Le lauréat du prix Nobel Peter Higgs a donné son nom à l'une des grandes découvertes scientifiques du siècle dernier, gagnant une place aux côtés d'Albert Einstein et de Max Planck dans les manuels de physique.
Grâce à un travail théorique révolutionnaire, Higgs, décédé lundi à l'âge de 94 ans, a contribué à expliquer comment l'univers a une masse, résolvant ainsi l'une des plus grandes énigmes de la physique.
Sa théorie de 1964 sur une particule donnant de la masse, connue sous le nom de boson de Higgs ou de « particule divine », lui a valu, ainsi qu'au physicien belge François Englert, le prix Nobel de physique 2013.
Mais lorsque l'annonce qu'il attendait depuis un demi-siècle est arrivée, le modeste physicien était introuvable, s'étant glissé par la porte arrière dans un pub, selon la biographie de 2022 "Elusive".
Higgs a admis plus tard que cette soudaine renommée était « un peu gênante ».
Annonçant son décès mardi, l'Université d'Édimbourg, où il avait enseigné et fait des recherches à divers titres depuis les années 1950, l'a salué comme un « grand professeur et mentor ».
Il disait qu'il avait inspiré "des générations de jeunes scientifiques".
Le boson de Higgs confère une masse à certaines des particules fondamentales qui composent la matière.
Sans cela, expliquent les théoriciens, nous et tous les autres atomes connectés de l'univers n'existerions pas.
Timide et sans prétention, Higgs avait vu la lumière près d'un demi-siècle avant que l'existence de la particule ne soit confirmée par l'Organisation européenne pour la recherche nucléaire (CERN) à Genève en juillet 2012 dans le Grand collisionneur de hadrons.
En 1946, alors qu'il était jeune conférencier, il réalisa dans un moment d'eurêka qu'il pouvait exister un champ de nouvelles particules conférant une masse.
"Il a dit :'Oh merde, je sais comment faire ça !'", a raconté à l'AFP son ancien collègue et ami Alan Walker à propos de cette percée racontée par Higgs.
Higgs a publié un article sur sa théorie en 1964, devenant ainsi le porte-drapeau d'une hypothèse à laquelle plusieurs scientifiques avaient contribué au fil des années, dont Englert, mais qui, au début, trouva peu de partisans.
Le CERN était particulièrement sceptique, qui s'est lancé dans une quête de plusieurs années et de plusieurs milliards de dollars pour trouver la particule aiguille dans une botte de foin, qui a culminé avec son propre moment eurêka le 4 juillet 2012.
Higgs était présent à Genève pour entendre le CERN annoncer qu'il avait trouvé une particule « cohérente » avec l'insaisissable boson.
"C'est très agréable d'avoir raison parfois.
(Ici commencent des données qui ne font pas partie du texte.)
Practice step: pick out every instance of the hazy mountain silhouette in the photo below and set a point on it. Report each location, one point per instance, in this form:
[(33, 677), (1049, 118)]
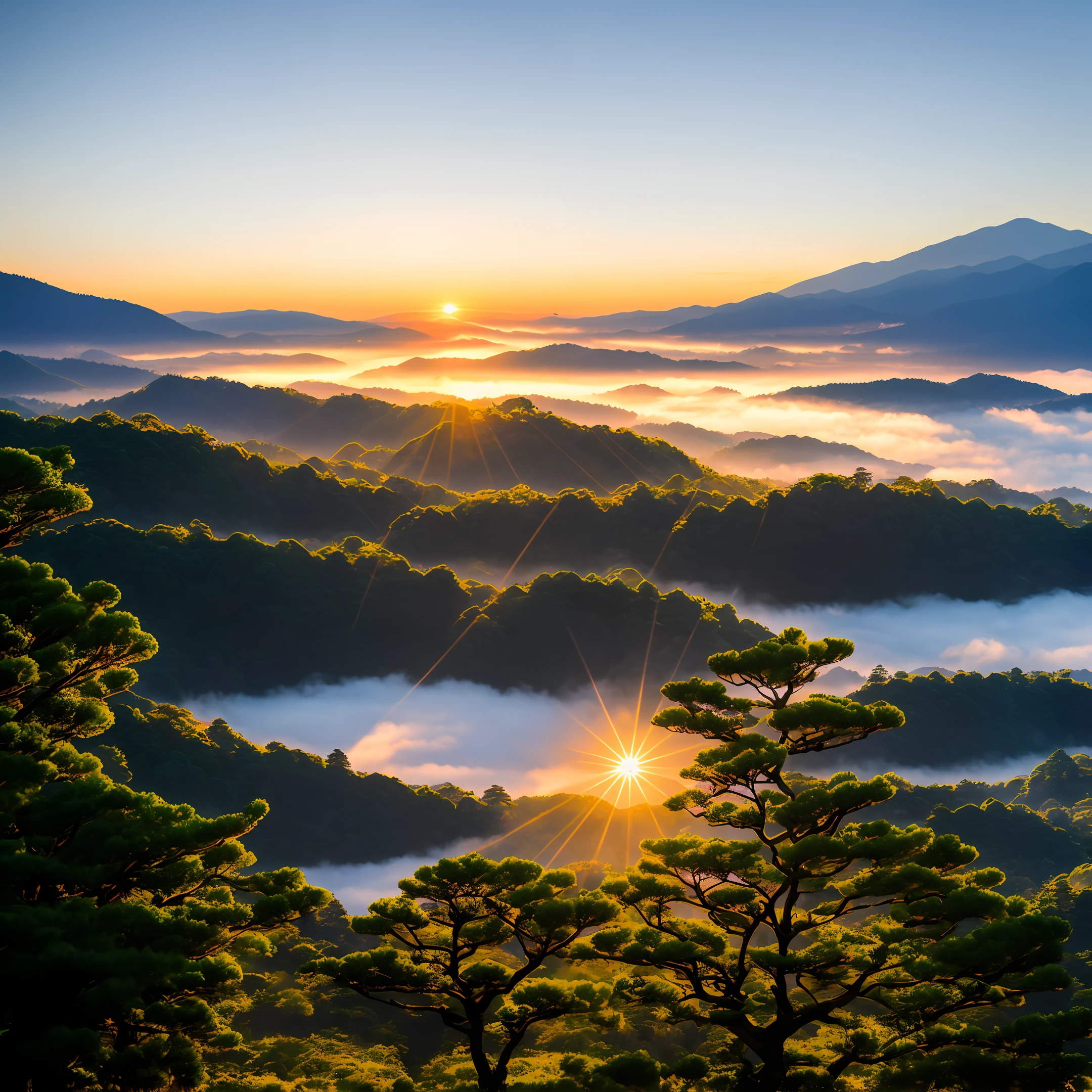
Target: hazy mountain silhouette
[(1027, 238), (700, 442), (909, 301), (796, 456), (516, 444), (1053, 322), (21, 376), (268, 323), (926, 396), (264, 362), (622, 320), (102, 375), (33, 312), (771, 314), (549, 358)]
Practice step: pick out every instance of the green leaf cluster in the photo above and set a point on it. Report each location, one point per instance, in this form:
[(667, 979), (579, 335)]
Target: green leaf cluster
[(839, 951), (118, 911), (468, 940)]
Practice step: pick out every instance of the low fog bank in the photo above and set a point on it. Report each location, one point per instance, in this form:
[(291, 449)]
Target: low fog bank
[(453, 731), (536, 744), (1043, 632), (358, 886)]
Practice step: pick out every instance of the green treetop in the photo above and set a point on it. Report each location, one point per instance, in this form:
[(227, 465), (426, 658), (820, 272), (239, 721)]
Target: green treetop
[(450, 939), (118, 913), (841, 953), (32, 492), (496, 796)]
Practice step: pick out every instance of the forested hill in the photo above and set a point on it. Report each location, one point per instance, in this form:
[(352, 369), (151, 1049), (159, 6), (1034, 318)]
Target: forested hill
[(973, 719), (238, 616), (233, 411), (322, 810), (515, 444), (822, 541), (451, 445)]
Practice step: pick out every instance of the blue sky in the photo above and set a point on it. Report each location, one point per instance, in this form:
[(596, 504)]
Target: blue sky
[(360, 159)]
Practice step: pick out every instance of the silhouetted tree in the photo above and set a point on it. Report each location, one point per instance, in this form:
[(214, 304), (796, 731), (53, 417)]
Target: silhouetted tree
[(117, 910), (444, 951), (339, 760), (495, 796), (831, 949), (33, 493)]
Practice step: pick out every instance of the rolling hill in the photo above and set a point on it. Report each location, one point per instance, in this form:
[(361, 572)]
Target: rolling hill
[(562, 357), (33, 312), (267, 323), (1050, 323), (21, 376), (980, 391), (233, 411), (1024, 237), (497, 448), (793, 457)]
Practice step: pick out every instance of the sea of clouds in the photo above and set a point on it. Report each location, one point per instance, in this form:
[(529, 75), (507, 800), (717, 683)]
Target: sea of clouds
[(475, 735)]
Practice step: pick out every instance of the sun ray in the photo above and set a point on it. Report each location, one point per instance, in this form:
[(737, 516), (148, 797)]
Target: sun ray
[(557, 852), (530, 541), (645, 670), (603, 705), (542, 815)]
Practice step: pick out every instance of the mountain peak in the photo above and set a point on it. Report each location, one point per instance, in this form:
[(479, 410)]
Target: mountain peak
[(1022, 237)]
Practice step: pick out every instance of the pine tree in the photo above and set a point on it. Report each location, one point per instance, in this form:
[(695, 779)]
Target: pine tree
[(495, 796), (33, 492), (445, 952), (339, 760), (117, 911), (839, 952)]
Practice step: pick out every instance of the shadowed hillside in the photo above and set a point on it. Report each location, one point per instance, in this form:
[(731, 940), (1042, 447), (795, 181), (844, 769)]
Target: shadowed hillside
[(499, 448), (233, 411), (279, 615)]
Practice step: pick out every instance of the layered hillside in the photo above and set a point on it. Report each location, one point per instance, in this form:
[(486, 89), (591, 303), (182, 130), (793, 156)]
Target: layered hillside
[(517, 445), (35, 312), (233, 411), (236, 615), (861, 545), (145, 472)]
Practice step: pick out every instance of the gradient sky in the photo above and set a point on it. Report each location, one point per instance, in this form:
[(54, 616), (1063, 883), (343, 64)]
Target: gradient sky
[(362, 159)]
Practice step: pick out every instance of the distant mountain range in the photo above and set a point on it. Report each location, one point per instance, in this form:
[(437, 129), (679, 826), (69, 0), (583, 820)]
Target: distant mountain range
[(228, 362), (1027, 238), (550, 358), (35, 314), (1020, 291), (1016, 292), (790, 458), (30, 376), (926, 396)]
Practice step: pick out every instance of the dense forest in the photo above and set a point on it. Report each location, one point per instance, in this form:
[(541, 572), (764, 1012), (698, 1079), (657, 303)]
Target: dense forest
[(278, 615), (152, 950), (864, 544), (875, 542)]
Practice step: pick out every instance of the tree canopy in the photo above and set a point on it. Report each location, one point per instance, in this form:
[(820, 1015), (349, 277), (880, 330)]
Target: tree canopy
[(118, 911), (829, 945), (450, 938)]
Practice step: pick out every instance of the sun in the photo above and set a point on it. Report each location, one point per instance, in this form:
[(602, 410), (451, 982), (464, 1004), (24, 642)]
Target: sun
[(629, 766)]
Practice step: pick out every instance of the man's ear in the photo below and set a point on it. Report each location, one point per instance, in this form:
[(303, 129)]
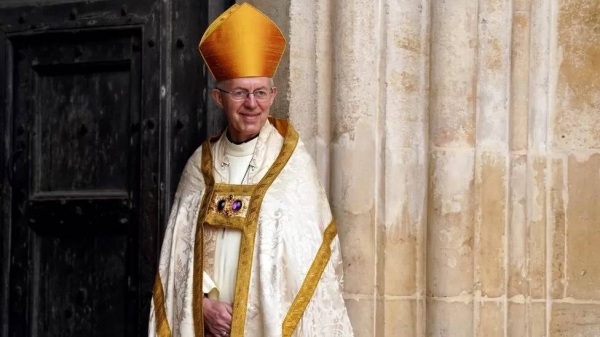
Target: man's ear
[(217, 97)]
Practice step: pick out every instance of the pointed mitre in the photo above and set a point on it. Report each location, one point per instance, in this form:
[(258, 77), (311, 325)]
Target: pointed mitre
[(242, 42)]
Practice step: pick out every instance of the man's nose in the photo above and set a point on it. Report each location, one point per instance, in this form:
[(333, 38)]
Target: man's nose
[(250, 100)]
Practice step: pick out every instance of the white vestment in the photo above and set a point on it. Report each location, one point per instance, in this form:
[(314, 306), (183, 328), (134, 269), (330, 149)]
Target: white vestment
[(288, 276)]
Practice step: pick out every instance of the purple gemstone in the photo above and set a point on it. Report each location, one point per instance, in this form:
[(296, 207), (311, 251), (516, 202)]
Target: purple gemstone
[(237, 205)]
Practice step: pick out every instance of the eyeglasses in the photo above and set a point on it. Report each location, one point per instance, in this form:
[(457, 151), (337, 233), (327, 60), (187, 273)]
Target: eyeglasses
[(240, 95)]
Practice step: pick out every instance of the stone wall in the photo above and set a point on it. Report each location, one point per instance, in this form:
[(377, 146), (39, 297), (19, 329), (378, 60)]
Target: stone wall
[(460, 145)]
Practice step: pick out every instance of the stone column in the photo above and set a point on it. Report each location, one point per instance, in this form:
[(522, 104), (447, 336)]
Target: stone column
[(451, 211)]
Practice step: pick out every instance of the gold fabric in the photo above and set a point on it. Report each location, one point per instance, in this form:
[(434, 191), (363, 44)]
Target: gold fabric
[(242, 42)]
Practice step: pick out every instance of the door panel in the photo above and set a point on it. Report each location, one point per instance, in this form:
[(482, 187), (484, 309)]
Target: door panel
[(76, 194)]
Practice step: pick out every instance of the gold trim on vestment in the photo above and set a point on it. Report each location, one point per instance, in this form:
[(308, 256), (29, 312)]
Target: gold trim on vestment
[(310, 282), (247, 225), (197, 293), (160, 313)]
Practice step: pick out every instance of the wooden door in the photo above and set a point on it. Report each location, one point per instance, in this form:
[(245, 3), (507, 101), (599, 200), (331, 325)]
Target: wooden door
[(101, 104)]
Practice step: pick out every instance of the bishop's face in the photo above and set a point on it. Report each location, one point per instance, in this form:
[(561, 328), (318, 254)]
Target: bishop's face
[(245, 115)]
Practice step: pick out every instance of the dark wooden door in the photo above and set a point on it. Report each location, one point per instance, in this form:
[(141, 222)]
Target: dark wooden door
[(102, 102)]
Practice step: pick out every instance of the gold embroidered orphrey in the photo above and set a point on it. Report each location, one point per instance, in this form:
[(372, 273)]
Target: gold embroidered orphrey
[(208, 214)]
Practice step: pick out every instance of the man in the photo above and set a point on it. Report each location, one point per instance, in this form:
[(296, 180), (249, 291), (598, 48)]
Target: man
[(251, 248)]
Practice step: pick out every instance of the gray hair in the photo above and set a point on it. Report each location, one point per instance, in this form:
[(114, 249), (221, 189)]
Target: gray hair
[(222, 83)]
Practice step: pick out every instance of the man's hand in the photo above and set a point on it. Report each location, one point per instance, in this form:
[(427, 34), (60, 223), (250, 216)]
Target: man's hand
[(217, 317)]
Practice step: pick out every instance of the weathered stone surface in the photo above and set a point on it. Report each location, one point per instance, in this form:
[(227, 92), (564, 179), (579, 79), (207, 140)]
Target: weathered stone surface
[(449, 319), (583, 237), (492, 187), (450, 217), (404, 220), (517, 320), (537, 320), (453, 73), (537, 226), (354, 207), (577, 122), (569, 319), (400, 318), (558, 197), (519, 112), (518, 227), (491, 319), (362, 314), (459, 142)]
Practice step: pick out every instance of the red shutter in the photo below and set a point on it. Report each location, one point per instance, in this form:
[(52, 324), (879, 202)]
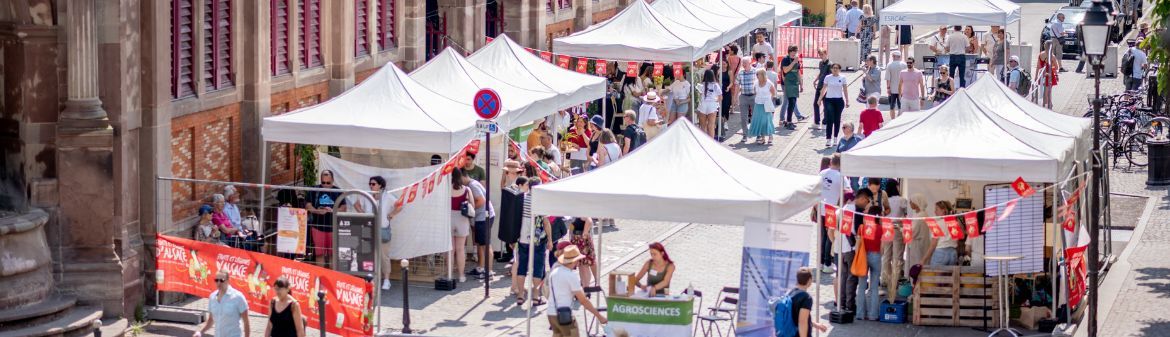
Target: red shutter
[(218, 45), (385, 34), (280, 36), (183, 67), (310, 34), (362, 28)]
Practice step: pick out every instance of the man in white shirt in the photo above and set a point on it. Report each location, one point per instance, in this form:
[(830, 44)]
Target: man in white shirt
[(853, 19), (894, 83), (956, 47), (564, 287)]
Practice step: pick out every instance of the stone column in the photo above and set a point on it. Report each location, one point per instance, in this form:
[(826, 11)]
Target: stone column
[(527, 22), (338, 33)]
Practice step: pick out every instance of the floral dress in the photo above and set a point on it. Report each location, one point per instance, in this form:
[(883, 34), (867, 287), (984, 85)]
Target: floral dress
[(867, 35)]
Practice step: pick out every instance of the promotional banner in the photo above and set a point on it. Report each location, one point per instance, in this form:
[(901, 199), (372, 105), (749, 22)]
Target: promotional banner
[(772, 254), (290, 228), (649, 317), (190, 267)]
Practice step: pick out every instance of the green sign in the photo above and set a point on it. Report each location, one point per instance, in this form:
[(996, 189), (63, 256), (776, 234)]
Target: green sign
[(649, 311)]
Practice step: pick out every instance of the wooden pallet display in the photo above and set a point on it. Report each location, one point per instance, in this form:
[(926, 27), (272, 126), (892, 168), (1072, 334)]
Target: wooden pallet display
[(955, 296)]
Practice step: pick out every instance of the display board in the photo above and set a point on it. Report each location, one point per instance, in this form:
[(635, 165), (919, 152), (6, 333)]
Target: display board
[(353, 238), (1021, 234)]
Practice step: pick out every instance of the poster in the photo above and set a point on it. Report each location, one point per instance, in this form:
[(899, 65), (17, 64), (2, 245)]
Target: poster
[(190, 267), (772, 254), (290, 228)]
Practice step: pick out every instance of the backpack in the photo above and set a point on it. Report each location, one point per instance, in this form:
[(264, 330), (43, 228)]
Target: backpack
[(782, 315)]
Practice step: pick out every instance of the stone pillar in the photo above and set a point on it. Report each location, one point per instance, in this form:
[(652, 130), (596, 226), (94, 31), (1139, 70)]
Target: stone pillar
[(255, 81), (412, 38), (338, 32), (527, 22)]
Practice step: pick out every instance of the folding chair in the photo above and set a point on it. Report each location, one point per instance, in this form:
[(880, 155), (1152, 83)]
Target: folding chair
[(714, 320), (591, 328)]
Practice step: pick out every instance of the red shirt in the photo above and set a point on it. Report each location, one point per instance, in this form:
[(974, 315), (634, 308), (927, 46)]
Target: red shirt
[(871, 119)]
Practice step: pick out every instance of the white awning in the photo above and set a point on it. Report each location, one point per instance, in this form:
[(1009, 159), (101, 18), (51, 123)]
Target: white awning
[(681, 176)]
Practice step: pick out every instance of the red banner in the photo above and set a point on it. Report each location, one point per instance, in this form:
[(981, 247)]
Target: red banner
[(190, 267), (1079, 273)]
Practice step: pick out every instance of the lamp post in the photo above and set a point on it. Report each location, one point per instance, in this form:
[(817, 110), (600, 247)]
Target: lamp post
[(1094, 34)]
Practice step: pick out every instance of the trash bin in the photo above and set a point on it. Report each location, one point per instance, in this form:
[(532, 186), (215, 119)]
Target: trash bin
[(1158, 173)]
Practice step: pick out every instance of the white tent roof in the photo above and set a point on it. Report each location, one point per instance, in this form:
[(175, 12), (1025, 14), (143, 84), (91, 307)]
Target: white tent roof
[(785, 11), (506, 60), (681, 176), (964, 12), (453, 76), (959, 141), (387, 111), (640, 33)]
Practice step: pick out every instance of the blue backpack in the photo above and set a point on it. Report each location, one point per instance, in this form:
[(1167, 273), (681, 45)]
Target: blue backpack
[(782, 315)]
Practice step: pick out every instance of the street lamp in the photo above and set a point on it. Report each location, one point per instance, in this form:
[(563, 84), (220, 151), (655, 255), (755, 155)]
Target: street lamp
[(1094, 35)]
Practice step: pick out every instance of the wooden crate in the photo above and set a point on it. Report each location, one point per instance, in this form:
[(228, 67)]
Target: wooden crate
[(955, 296)]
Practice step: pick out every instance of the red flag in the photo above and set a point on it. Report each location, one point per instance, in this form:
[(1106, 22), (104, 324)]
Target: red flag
[(869, 232), (952, 227), (847, 222), (1021, 187), (887, 229), (830, 217), (907, 231), (935, 232), (972, 224), (989, 218)]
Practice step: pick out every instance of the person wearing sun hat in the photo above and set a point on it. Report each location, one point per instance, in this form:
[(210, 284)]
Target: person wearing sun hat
[(564, 286)]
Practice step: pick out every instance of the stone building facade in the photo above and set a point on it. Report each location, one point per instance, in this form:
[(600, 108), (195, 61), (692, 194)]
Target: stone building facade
[(102, 96)]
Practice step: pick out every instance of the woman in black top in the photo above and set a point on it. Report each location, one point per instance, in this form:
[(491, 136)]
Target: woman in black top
[(284, 317)]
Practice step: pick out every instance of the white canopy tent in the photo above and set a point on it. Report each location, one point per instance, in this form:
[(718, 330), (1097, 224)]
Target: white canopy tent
[(387, 111), (451, 75), (682, 176), (640, 33), (959, 141), (507, 61)]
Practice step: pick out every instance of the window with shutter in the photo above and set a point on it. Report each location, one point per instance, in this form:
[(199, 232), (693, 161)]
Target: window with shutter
[(183, 66), (280, 36), (310, 33), (218, 45), (362, 28), (385, 34)]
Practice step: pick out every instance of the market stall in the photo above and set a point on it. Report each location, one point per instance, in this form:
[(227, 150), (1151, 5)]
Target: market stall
[(695, 179)]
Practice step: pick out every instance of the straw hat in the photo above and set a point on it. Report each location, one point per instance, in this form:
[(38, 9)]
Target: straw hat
[(571, 254)]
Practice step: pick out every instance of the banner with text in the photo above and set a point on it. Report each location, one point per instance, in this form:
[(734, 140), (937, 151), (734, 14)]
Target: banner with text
[(190, 267)]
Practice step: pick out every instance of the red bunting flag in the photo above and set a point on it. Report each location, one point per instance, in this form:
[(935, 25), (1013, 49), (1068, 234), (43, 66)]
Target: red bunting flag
[(972, 224), (935, 231), (1021, 187), (952, 227), (907, 231), (887, 229), (869, 232), (989, 218), (830, 217), (847, 222)]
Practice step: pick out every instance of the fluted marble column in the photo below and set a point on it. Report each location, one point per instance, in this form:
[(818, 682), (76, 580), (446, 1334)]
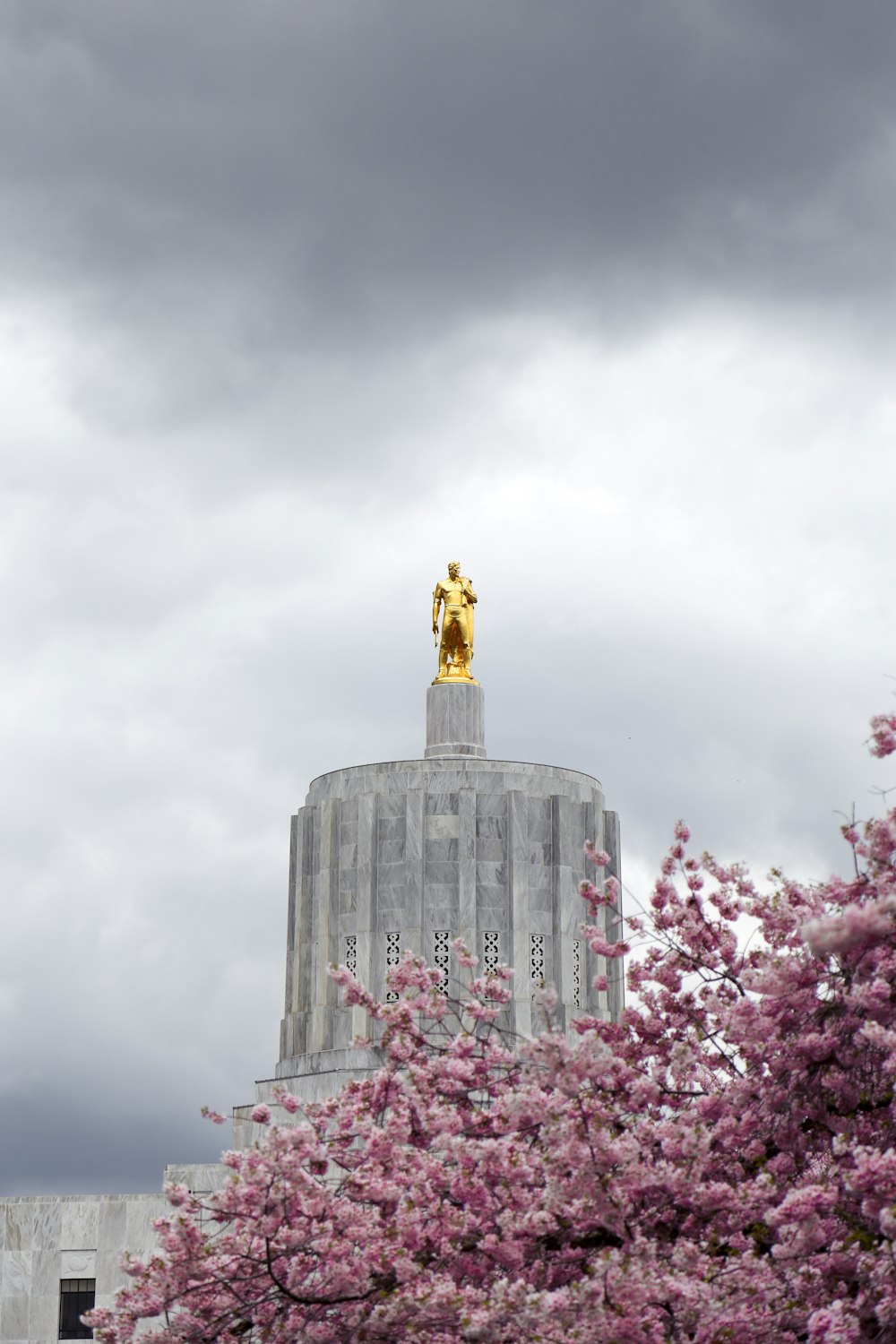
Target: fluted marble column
[(454, 719)]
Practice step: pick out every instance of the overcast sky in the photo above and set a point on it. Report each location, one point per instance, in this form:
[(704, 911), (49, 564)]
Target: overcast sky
[(300, 300)]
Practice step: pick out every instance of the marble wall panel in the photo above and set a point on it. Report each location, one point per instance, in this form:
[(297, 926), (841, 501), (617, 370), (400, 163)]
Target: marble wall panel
[(392, 809), (466, 866), (45, 1271), (13, 1319), (80, 1226), (443, 792), (47, 1223), (492, 849), (139, 1218), (112, 1223), (43, 1316), (441, 827), (19, 1228), (441, 851), (495, 827), (443, 804), (16, 1271), (540, 819), (109, 1276), (490, 804), (347, 905), (81, 1263), (443, 874), (390, 851), (489, 874)]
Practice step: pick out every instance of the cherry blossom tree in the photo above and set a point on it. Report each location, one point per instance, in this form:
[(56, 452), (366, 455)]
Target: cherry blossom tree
[(719, 1166)]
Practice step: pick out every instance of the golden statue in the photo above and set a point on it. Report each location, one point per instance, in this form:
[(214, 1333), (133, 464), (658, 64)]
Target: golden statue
[(455, 650)]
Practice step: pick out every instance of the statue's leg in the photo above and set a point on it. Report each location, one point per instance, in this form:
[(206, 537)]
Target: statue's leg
[(463, 639), (449, 636)]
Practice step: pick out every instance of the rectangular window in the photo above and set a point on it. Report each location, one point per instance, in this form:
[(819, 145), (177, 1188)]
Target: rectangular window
[(75, 1297)]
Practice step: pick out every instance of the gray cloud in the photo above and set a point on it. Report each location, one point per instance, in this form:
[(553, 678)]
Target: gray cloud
[(343, 177)]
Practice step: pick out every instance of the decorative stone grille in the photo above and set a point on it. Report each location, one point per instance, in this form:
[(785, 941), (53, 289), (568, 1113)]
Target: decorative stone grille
[(392, 957), (441, 941), (536, 960)]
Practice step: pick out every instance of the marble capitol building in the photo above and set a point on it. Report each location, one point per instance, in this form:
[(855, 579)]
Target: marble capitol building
[(383, 857)]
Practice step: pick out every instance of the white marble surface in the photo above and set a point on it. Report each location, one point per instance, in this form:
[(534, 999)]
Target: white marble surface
[(53, 1236)]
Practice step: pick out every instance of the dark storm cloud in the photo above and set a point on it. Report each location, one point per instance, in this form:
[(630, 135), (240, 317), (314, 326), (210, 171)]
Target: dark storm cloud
[(351, 174)]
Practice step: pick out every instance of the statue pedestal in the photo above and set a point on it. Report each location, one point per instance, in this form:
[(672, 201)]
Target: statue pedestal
[(455, 719)]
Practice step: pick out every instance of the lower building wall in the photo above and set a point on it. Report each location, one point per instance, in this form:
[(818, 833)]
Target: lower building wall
[(50, 1238)]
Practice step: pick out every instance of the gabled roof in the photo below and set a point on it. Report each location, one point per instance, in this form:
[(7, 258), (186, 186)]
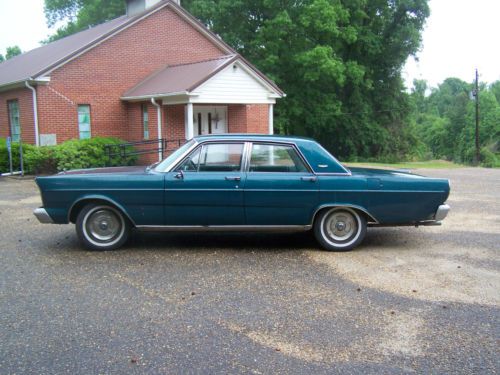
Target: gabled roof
[(176, 79), (42, 60), (184, 78)]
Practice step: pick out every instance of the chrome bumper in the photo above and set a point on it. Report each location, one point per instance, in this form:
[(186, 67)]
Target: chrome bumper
[(42, 216), (441, 212)]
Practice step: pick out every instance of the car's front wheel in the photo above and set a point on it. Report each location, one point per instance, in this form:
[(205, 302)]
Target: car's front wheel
[(340, 228), (102, 227)]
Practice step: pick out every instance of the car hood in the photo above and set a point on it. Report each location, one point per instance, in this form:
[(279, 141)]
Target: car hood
[(109, 170)]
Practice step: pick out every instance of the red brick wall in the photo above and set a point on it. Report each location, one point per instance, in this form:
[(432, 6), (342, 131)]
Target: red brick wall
[(24, 97), (103, 74)]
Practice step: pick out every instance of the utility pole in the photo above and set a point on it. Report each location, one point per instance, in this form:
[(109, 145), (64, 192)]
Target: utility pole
[(476, 94)]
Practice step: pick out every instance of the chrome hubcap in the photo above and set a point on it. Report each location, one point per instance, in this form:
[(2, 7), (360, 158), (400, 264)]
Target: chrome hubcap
[(340, 226), (103, 225)]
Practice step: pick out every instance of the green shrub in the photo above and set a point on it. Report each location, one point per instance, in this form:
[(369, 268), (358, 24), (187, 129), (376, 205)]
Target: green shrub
[(73, 154), (89, 153), (4, 155)]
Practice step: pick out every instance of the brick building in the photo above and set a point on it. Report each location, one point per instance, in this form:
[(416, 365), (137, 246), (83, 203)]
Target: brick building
[(155, 72)]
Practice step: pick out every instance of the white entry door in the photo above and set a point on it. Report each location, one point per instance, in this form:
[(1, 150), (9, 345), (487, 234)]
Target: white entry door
[(209, 120)]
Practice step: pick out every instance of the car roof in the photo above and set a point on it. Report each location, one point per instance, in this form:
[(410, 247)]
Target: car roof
[(253, 138)]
L'attente a certainement été longue", a-t-il déclaré.
Lui et Englert ont remporté de nombreux prix pour leur travail, dont le prestigieux prix Wolf en 2004.
Mais Higgs a révélé qu'il avait refusé le titre de chevalier, affirmant qu'il estimait que le système d'honneurs britannique était "utilisé à des fins politiques".
Higgs est né à Newcastle upon Tyne, dans le nord-est de l'Angleterre, le 29 mai 1929, d'une mère écossaise et d'un père anglais qui travaillait comme ingénieur du son à la BBC.
Il a étudié au King's College de Londres et a obtenu un doctorat. en 1954, et a ensuite enseigné à l'Université d'Édimbourg.
Calvitie et aux joues rouges, il a pris sa retraite en 1996 et a continué à vivre tranquillement dans la capitale écossaise, où il était professeur émérite de physique théorique.
Homme modeste, qui n'a publié qu'une douzaine d'articles scientifiques au cours de sa carrière, il grimaçait à chaque fois que le terme « boson de Higgs » était utilisé en sa présence.
Mais en tant qu'athée de longue date, il détestait encore plus la « particule de Dieu ».
"C'est un homme très doux et très gentil, mais il devient en fait un peu tenace si vous dites quelque chose de mal qui (a à voir avec) la physique", a déclaré un jour son ancien collègue et ami Walker.
Parmi les autres contributeurs à la théorie de Higgs figurent les Américains Gerald Guralnik, Carl Hagen et le Britannique Tom Kibble, qui ont rédigé conjointement un article distinct sur le mécanisme la même année que Higgs.
Higgs a épousé la linguiste américaine Jody Williamson, avec qui il a eu deux enfants. Le couple s'est ensuite séparé mais est resté proche jusqu'à sa mort en 2008 d'une leucémie.
Il a fait campagne contre les armes nucléaires, se joignant à un appel en 2015 pour que la Grande-Bretagne abandonne sa dissuasion nucléaire Trident.